I wasn’t sure how to answer his question. I didn’t know the answer. “Jared, I need your help.”
Jared was on his feet as soon as I was done speaking. Jamie leaned back to look at my face. I didn’t meet Jamie’s gaze. I wasn’t sure how much I could bear right now.
“What do you need me to do?” Jared asked.
“I’m making a raid. I could use some… extra muscle.”
“What are we after?” He was intense, already shifting into his mission mode.
“I’ll explain on the way. We don’t have a lot of time.”
“Can I come?” Jamie said.
“No!” Jared and I said together.
Jamie frowned and let me go, sinking down onto the mattress and crossing his legs. He put his face in his hands and sulked. I couldn’t look directly at him before I ducked out of the room. I was already yearning to sit beside him, to hold him tight and forget this whole mess.
Jared followed as I retraced my path through the south tunnel.
“Why this way?” he asked.
“I…” He would know if I tried to lie or evade. “I don’t want to run into anyone. Jeb, Aaron, or Brandt, particularly.”
“Why?”
“I don’t want to have to explain myself to them. Not yet.”
He was quiet, trying to make sense of my answer.
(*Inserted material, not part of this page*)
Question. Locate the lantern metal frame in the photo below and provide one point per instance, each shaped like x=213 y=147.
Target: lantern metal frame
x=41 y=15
I changed the subject. “Do you know where Lily is? I don’t think she should be alone. She seems…”
“Ian’s with her.”
“That’s good. He’s the kindest.”
Ian would help Lily—he was exactly what she needed now. Who would help Ian when… ? I shook my head, shaking the thought away.
“What are we in such a hurry to get?” Jared asked me.
I took a deep breath before I answered him. “Cryotanks.”
The south tunnel was black. I could not see his face. His footsteps did not falter beside me, and he didn’t say anything for several minutes. When he spoke again, I could hear that he was focusing on the raid—single-minded, setting aside whatever curiosity he felt until after the mission was planned to his satisfaction.
“Where do we get them?”
“Empty cryotanks are stored outside Healing facilities until they’re needed. With more souls coming in than leaving, there will be a surplus. No one will guard them; no one will notice if some go missing.”
“Are you sure? Where did you get this information?”
“I saw them in Chicago, piles and piles of them. Even the little facility we went to in Tucson had a small store of them, crated outside the delivery bay.”
“If they were crated, then how can you be sure —”
“Haven’t you noticed our fondness for labels?”
“I’m not doubting you,” he said. “I just want to make sure that you’ve thought this through.”
I heard the double meaning in his words.
“I have.”
“Let’s get it done, then.”
Doc was already gone—already with Jeb, as we hadn’t passed him on the way. He must have left right behind me. I wondered how his news was being taken. I hoped they weren’t stupid enough to discuss it in front of the Seeker. Would she shred her human host’s brain if she guessed what I was doing? Would she assume I’d turned traitor entirely? That I would give the humans what they needed with no restrictions?
Wasn’t that what I was about to do, though? When I was gone, would Doc bother to keep his word?
Yes, he would try. I believed that. I had to believe that. But he couldn’t do it alone. And who would help him?